Configure MapReduce task collection

Modify these configuration items on the Configure tab of the YARN service. For details, see Modify configuration items.

In each default value, ${user_config} represents your cluster's existing settings. The content after ${user_config} is the EMR Doctor agent configuration appended to your cluster settings.

Configuration item Cluster version Default value Description
yarn.app.mapreduce.am.command-opts New-version ${user_config} -javaagent:/opt/apps/TAIHAODOCTOR/taihaodoctor-current/emr-agent/btrace-agent.jar=libs=mr Collects AppMaster metadata for MapReduce tasks.
yarn.app.mapreduce.am.command-opts Old-version ${user_config} -javaagent:/usr/lib/taihaodoctor-current/emr-agent/btrace-agent.jar=libs=mr Collects AppMaster metadata for MapReduce tasks.
mapreduce.map.java.opts New-version ${user_config} -javaagent:/opt/apps/TAIHAODOCTOR/taihaodoctor-current/emr-agent/btrace-agent.jar=libs=mr Collects metadata for map tasks.
mapreduce.map.java.opts Old-version ${user_config} -javaagent:/usr/lib/taihaodoctor-current/emr-agent/btrace-agent.jar=libs=mr Collects metadata for map tasks.
mapreduce.reduce.java.opts New-version ${user_config} -javaagent:/opt/apps/TAIHAODOCTOR/taihaodoctor-current/emr-agent/btrace-agent.jar=libs=mr Collects metadata for reduce tasks.
mapreduce.reduce.java.opts Old-version ${user_config} -javaagent:/usr/lib/taihaodoctor-current/emr-agent/btrace-agent.jar=libs=mr Collects metadata for reduce tasks.

Configure Tez task collection

Modify these configuration items on the Configure tab of the Tez service. For details, see Modify configuration items.

In each default value, ${user_config} represents your cluster's existing settings. The content after ${user_config} is the EMR Doctor agent configuration.

Configuration item Cluster version Default value Description
tez.am.launch.cmd-opts New-version ${user_config} -javaagent:/opt/apps/TAIHAODOCTOR/taihaodoctor-current/emr-agent/btrace-agent.jar=libs=mr,config=tez Collects AppMaster metadata for Tez tasks.
tez.am.launch.cmd-opts Old-version ${user_config} -javaagent:/usr/lib/taihaodoctor-current/emr-agent/btrace-agent.jar=libs=mr,config=tez Collects AppMaster metadata for Tez tasks.
tez.task.launch.cmd-opts New-version ${user_config} -javaagent:/opt/apps/TAIHAODOCTOR/taihaodoctor-current/emr-agent/btrace-agent.jar=libs=mr,config=tez Collects metadata for Tez tasks.
tez.task.launch.cmd-opts Old-version ${user_config} -javaagent:/usr/lib/taihaodoctor-current/emr-agent/btrace-agent.jar=libs=mr,config=tez Collects metadata for Tez tasks.

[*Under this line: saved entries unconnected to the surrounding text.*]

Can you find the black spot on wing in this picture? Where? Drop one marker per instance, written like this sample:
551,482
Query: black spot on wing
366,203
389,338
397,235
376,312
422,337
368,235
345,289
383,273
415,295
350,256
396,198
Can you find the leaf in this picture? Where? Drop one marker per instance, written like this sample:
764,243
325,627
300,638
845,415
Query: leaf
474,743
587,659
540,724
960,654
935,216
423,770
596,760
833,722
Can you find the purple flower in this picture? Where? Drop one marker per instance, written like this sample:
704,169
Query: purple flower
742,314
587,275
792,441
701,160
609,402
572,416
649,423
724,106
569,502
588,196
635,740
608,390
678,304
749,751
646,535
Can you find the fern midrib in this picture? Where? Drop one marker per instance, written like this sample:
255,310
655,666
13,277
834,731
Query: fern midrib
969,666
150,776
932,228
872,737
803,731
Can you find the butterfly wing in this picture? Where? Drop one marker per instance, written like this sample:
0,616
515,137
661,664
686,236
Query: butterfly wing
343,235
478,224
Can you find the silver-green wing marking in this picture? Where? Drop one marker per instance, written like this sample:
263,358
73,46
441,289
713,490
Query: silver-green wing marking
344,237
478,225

Configure Spark task collection

Modify these configuration items on the Configure tab of the Spark service. For details, see Modify configuration items.

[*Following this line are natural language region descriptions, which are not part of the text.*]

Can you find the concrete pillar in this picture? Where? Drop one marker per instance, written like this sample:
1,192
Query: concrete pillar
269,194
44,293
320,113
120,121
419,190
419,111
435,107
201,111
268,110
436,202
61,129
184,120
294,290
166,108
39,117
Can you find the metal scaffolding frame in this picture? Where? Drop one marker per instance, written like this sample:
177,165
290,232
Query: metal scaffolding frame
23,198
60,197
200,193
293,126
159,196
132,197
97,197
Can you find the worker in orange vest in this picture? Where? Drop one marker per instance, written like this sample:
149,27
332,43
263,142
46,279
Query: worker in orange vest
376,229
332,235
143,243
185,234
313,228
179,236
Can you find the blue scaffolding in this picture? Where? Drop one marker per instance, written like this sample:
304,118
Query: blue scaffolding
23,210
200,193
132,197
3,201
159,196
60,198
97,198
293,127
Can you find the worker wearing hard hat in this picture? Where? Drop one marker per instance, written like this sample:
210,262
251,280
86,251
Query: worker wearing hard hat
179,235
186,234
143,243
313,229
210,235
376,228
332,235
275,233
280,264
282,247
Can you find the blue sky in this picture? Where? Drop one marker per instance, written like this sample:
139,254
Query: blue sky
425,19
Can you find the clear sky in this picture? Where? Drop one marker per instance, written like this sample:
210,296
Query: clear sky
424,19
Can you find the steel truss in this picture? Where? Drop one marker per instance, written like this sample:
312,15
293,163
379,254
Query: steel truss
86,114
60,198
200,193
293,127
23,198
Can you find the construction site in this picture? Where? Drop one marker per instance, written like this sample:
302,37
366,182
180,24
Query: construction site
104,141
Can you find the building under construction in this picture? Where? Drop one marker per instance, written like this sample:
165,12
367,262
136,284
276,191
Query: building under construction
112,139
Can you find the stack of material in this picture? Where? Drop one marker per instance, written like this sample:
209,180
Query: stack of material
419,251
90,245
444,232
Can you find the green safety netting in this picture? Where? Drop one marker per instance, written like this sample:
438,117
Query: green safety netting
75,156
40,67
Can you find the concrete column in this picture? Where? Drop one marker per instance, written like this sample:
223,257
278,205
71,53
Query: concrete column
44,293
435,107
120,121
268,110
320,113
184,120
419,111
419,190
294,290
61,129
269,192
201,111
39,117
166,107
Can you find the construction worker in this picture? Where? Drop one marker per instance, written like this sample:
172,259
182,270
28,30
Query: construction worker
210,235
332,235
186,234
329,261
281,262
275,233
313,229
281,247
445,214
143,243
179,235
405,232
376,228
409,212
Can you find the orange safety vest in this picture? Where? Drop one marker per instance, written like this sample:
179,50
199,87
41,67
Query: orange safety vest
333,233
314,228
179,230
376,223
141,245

In each default value, ${user_config} represents your cluster's existing settings. The content after ${user_config} is the EMR Doctor agent configuration.

Configuration item Cluster version Default value Description
spark.driver.extraJavaOptions New-version ${user_config} -noverify -javaagent:/opt/apps/TAIHAODOCTOR/taihaodoctor-current/emr-agent/btrace-agent.jar=libs=spark Collects Spark driver metadata.
spark.driver.extraJavaOptions Old-version ${user_config} -noverify -javaagent:/usr/lib/taihaodoctor-current/emr-agent/btrace-agent.jar=libs=spark Collects Spark driver metadata.
spark.executor.extraJavaOptions New-version ${user_config} -noverify -javaagent:/opt/apps/TAIHAODOCTOR/taihaodoctor-current/emr-agent/btrace-agent.jar=libs=spark Collects Spark executor metadata.
spark.executor.extraJavaOptions Old-version ${user_config} -noverify -javaagent:/usr/lib/taihaodoctor-current/emr-agent/btrace-agent.jar=libs=spark Collects Spark executor metadata.

Configure YARN Timeline Server

Modify this configuration item on the Configure tab of the YARN service. For details, see Modify configuration items.

In the default value, ${user_config} represents your cluster's existing settings. The content after ${user_config} is the EMR Doctor agent configuration.

Configuration item Cluster version Default value Description
YARN_TIMELINESERVER_OPTS New-version ${user_config} -javaagent:/opt/apps/TAIHAODOCTOR/taihaodoctor-current/emr-agent/btrace-agent.jar=libs=mr,config=history Marks the end of a collection task for the YARN Timeline Server.
YARN_TIMELINESERVER_OPTS Old-version ${user_config} -javaagent:/usr/lib/taihaodoctor-current/emr-agent/btrace-agent.jar=libs=mr,config=history Marks the end of a collection task for the YARN Timeline Server.